G(x_i) = 1 - exp\left(-0.693\,\left(\frac{x_i}{x_{cut}}\right)^\alpha\right)

Note

Notations applied in the models:

G(x_i) – grade efficiency

x_{cut} – cut size of the classification model

\alpha – sharpness of separation

x_i – size of a particle

Note

Input parameters needed for the simulation:

Name

Symbol

Description

Units

Boundaries

Xcut

x_{cut}

Cut size of the classification model

[m]

Xcut > 0

Alpha

\alpha

Sharpness of separation

[–]

0 ≤ Alpha ≤ 100

See also

a demostration file at Example Flowsheets/Units/Screen Plitt.dlfw.

See also

Plitt, L.R.: The analysis of solid–solid separations in classifiers.

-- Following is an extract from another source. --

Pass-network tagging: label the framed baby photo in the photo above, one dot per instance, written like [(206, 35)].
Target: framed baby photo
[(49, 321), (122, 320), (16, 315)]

CIM Bulletin 64 (708), p. 42–47, 1971.


Molerus & Hoffmann model

This model is described using the following equation:

G(x_i) = \dfrac{1}{1 + \left( \dfrac{x_{cut}}{x_i} \right)^2 \cdot exp\left( \alpha \,\left( 1 - \left(\dfrac{x_i}{x_{cut}}\right)^2 \right)\right)}

Note

Notations applied in the models:

G(x_i) – grade efficiency

x_{cut} – cut size of the classification model

\alpha – sharpness of separation

x_i – size of a particle

Note

Input parameters needed for the simulation:

Name

Symbol

Description

Units

Boundaries

Xcut

x_{cut}

Cut size of the classification model

[m]

Xcut > 0

Alpha

\alpha

Sharpness of separation

[–]

0 < Alpha ≤ 100

See also

a demostration file at Example Flowsheets/Units/Screen Molerus-Hoffmann.dlfw.

See also

Molerus, O.; Hoffmann, H.: Darstellung von Windsichtertrennkurven durch ein stochastisches Modell, Chemie Ingenieur Technik, 41 (5+6), 1969, pp. 340-344.


Probability model

This model is described using the following equation:

G(x_i) = \dfrac{ \sum\limits^{x_i}_{0} e^{-\dfrac{(x_i - \mu)^2}{2\sigma^2}} }{ \sum\limits^{N}_{0} e^{-\dfrac{(x_i - \mu)^2}{2\sigma^2}} }

Note

Notations applied in this model:

G(x_i) – grade efficiency

x_i – size of a particle

\sigma – standard deviation of the normal output distribution

\mu – mean of the normal output distribution

N – number of classes of particle size distribution

Note

Input parameters needed for the simulation:

Name

Symbol

Description

Units

Boundaries

Mean

\mu

Mean of the normal output distribution

[m]

Mean > 0

Standard deviation

\sigma

Standard deviation of the normal output distribution

[m]

Standard deviation > 0

See also

a demostration file at Example Flowsheets/Units/Screen Probability.dlfw.

See also

Radichkov, R.; Müller, T.; Kienle, A.; Heinrich, S.; Peglow, M.; Mörl, L.: A numerical bifurcation analysis of continuous fluidized bed spray granulation with external product classification, Chemical Engineering and Processing 45, 2006, pp. 826–837.


Teipel / Hennig model

This model is described using the following equation:

G(x_i) = \left( 1-  \left( 1 + 3 \cdot \left( \dfrac{x_i}{x_{cut}} \right)^{\left(\dfrac{x_i}{x_{cut}} + \alpha \right)\cdot \beta} \right)^{-1/2}\right) \cdot (1 - a) + a

Note

Notations applied in the models:

G(x_i) – grade efficiency

x_{cut} – cut size of the classification model

\alpha – sharpness of separation

\beta - sharpness of separation

a - separation offset

x_i – size of a particle

Note

Input parameters needed for the simulation:

Name

Symbol

Description

Units

Boundaries

Xcut

x_{cut}

Cut size of the classification model

[m]

Xcut > 0

Alpha

\alpha

Sharpness of separation 1

[–]

0 < Alpha ≤ 100

Beta

\beta

Sharpness of separation 2

[–]

0 < Beta ≤ 100

Offset

a

Separation offset

[–]

0 ≤ Offset ≤ 1

See also

a demostration file at Example Flowsheets/Units/Screen Teipel-Hennig.dlfw.

See also

Hennig, M. and Teipel, U. (2016), Stationäre Siebklassierung. Chemie Ingenieur Technik, 88: 911–918.